I learned from an early age that the Lord’s Day was different from the rest of the week. Not only did we go to worship, but the things we did and didn’t do was different, too. As my brother and I reached our teen years, our family, often my grandfather, and sometimes guests would sit around the dinner table talking well into the afternoon. Part of that time often involved some reflection on what had happened the week before, events or circumstances for which we were thankful, or particular happenings to which we looked forward in the week ahead.
I think I’m still trying to figure out what God is calling us to do and not to do in the Fourth Commandment. It is clear that we are to remember the Sabbath day, to keep it holy, and to rest that day, as He did after Creation. (It is also clear that we are to work hard on the other six days, not only to be productive as we rule the earth and subdue it, but also in preparation for the Lord’s Day.) But what forms that remembering, keeping holy, and resting is to take I am not entirely sure; there are many activities which I could and sometimes do that I question.
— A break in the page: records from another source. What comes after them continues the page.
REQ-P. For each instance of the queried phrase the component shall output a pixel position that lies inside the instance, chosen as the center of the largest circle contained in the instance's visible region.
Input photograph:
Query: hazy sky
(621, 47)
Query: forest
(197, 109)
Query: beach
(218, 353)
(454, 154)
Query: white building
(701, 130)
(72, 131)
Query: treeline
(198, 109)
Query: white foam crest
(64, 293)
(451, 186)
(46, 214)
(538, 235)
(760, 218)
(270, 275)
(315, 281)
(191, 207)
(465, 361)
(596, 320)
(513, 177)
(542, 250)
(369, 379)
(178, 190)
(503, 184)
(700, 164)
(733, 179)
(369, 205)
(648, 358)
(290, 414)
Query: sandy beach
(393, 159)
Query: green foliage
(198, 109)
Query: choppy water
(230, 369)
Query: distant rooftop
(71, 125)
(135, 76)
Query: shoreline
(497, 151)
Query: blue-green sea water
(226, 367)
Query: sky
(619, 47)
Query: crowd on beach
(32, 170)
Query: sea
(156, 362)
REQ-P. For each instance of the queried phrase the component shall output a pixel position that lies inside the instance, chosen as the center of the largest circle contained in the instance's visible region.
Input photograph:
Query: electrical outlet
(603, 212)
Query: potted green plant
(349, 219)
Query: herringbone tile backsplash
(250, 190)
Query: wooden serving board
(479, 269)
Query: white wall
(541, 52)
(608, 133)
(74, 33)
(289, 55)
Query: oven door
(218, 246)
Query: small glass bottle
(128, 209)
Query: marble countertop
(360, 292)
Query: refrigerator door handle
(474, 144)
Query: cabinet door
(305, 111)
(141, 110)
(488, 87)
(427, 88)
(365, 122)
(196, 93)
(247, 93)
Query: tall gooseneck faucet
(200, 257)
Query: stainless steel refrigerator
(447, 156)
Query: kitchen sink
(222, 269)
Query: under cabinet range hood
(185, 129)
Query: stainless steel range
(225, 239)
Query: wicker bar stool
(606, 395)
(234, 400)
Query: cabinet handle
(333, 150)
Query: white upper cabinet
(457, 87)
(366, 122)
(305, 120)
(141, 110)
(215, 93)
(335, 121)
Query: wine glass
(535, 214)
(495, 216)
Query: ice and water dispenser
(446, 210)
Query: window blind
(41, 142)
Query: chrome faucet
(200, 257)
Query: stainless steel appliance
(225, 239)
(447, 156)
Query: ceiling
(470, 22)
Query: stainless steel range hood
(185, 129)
At the same time, there are many good things which I know are entirely appropriate and in keeping with the spirit of the commandment, and too often I neglect them. I am well aware that one can easily become caught up in a list of dos and don’ts; the outgrowth of that is what so often caused dissention between Jesus and the religious leaders of His day. He made it clear that works for mercy and necessity are definitely appropriate on His day.
But I digress. What I started out to say is what blessing it is, and how thankful I am for it, that God has not only designed us to need a day of rest once a week, but He has also graciously provided such a day! I wonder how much more smoothly life would go if everyone followed the pattern of working on six days of the week and then spent the Lord’s Day remembering the Sabbath, keeping it holy, and resting.